De la recherche à la signature : les étapes clés de l’achat
Un achat immobilier ne s’improvise pas, encore moins pour une résidence secondaire où l’on est parfois moins vigilant parce qu’on est dans un état d’esprit vacances. La première étape, avant toute visite, consiste à définir un budget total en incluant les frais de notaire, l’apport nécessaire, et une réserve travaux. Vient ensuite la phase de recherche active : cibler une zone géographique, identifier les agences locales, et multiplier les visites sur place plutôt que de se fier aux photos.
Une fois le bien trouvé, l’offre d’achat formalise votre intention. Elle engage moralement mais pas encore juridiquement.
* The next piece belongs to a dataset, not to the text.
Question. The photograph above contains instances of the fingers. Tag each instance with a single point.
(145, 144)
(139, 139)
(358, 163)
Le compromis de vente est l’étape déterminante : signé chez le notaire ou en agence, il engage les deux parties. Vous disposez alors d’un délai de rétractation de 10 jours. La période entre le compromis et la signature définitive, généralement 2 à 3 mois, sert à finaliser le financement, réaliser les diagnostics obligatoires et préparer l’acte authentique. La signature chez le notaire officialise le transfert de propriété. C’est aussi le moment où vous réglez les frais de notaire et devenez officiellement propriétaire.
La maison de vacances comme patrimoine : transmission, retraite et valeur à long terme
Une maison de vacances bien choisie ne se limite pas au plaisir immédiat. Sur le long terme, elle peut servir de complément de revenus à la retraite, via la location saisonnière ou une mise en location longue durée. Elle peut également devenir une future résidence principale, notamment pour ceux qui anticipent un départ à la retraite dans une région qu’ils affectionnent. C’est une dimension que les guides d’achat oublient trop souvent.
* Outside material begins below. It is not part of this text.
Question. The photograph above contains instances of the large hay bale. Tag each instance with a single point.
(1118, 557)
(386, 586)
Pour les familles, la question de la transmission patrimoniale se pose tôt ou tard. La SCI familiale est un outil puissant : elle permet de transmettre progressivement des parts sociales à ses enfants, en bénéficiant d’un abattement de 100 000 euros par parent et par enfant tous les 15 ans, sans droits de donation. Elle évite aussi l’indivision, source fréquente de conflits entre héritiers. La donation-partage, quant à elle, fixe la valeur du bien au jour de la donation, protégeant l’équité entre enfants lors de la succession. Ces stratégies méritent une consultation avec un notaire avant de finaliser le montage juridique de votre acquisition.
Une maison de vacances, ça ne s’achète pas pour partir en vacances. Ça s’achète parce qu’on a décidé d’investir dans une façon de vivre.